Lila: A Novel by Marilynne Robinson is an unusual but believable love story. Although different than how I met Jan, this novel is about love and romance that, on the surface, should never have happened. Lila, homeless and alone after years of roaming the countryside, steps inside a small-town Iowa church – the only available shelter from the rain- ignites a romance and a debate that will reshape her life. She becomes the wife of a minister, John Ames, and begins a new existence while trying to make sense of the life that preceded her newfound security.

Lila is the third novel in the Gilead series. Previously I read Home, the second in the series, and Jack, the fourth. I highly recommend all three books.

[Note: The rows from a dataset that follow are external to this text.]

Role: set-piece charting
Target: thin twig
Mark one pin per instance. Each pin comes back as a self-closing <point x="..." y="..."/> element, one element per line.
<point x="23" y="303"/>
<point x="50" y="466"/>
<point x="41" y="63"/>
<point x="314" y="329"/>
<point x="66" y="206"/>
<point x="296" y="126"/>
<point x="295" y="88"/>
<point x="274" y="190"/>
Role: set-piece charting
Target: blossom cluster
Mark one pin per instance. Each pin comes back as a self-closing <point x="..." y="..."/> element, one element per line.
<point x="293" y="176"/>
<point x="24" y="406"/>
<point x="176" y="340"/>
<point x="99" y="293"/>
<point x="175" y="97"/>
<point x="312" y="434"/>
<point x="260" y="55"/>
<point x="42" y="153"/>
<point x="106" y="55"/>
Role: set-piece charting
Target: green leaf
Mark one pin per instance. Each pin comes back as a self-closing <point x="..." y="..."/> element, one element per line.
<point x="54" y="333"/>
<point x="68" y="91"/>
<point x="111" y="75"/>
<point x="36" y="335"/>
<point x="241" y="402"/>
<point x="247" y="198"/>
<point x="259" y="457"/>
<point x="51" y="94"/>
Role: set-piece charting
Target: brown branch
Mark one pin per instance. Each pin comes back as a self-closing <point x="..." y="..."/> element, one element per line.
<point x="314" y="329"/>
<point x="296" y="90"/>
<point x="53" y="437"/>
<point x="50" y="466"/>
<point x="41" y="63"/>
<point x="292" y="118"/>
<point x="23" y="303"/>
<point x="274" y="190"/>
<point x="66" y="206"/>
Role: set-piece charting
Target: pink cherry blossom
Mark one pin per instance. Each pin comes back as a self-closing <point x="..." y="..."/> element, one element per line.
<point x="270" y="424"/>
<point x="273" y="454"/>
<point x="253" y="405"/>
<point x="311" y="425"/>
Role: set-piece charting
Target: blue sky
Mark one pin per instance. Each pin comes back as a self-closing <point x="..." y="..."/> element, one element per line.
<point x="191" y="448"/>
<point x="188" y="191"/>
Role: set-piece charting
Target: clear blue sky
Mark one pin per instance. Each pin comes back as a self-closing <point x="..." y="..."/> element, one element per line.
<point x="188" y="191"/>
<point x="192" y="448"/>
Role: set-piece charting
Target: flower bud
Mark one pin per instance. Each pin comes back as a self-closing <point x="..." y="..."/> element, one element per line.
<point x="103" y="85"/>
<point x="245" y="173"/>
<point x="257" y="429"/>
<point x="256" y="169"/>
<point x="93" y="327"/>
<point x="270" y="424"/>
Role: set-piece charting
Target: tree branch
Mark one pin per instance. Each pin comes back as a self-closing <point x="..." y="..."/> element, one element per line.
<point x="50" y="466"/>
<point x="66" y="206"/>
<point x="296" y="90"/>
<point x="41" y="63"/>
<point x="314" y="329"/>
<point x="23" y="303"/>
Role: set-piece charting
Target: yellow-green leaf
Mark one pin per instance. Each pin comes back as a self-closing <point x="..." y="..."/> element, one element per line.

Hopefully, one day I will read the Gilead and complete the series.

The Goodreads summary of the book provides an excellent overview.

Neglected as a toddler, Lila was rescued by Doll, a canny young drifter, and brought up by her in a hardscrabble childhood. Together they crafted a life on the run, living hand to mouth with nothing but their sisterly bond and a ragged blade to protect them. Despite bouts of petty violence and moments of desperation, their shared life was laced with moments of joy and love. When Lila arrives in Gilead, she struggles to reconcile the life of her makeshift family and their days of hardship with the gentle Christian worldview of her husband which paradoxically judges those she loves.

Revisiting the beloved characters and setting of Robinson’s Pulitzer Prize-winning Gilead and Home, a National Book Award finalist, Lila is a moving expression of the mysteries of existence that is destined to become an American classic.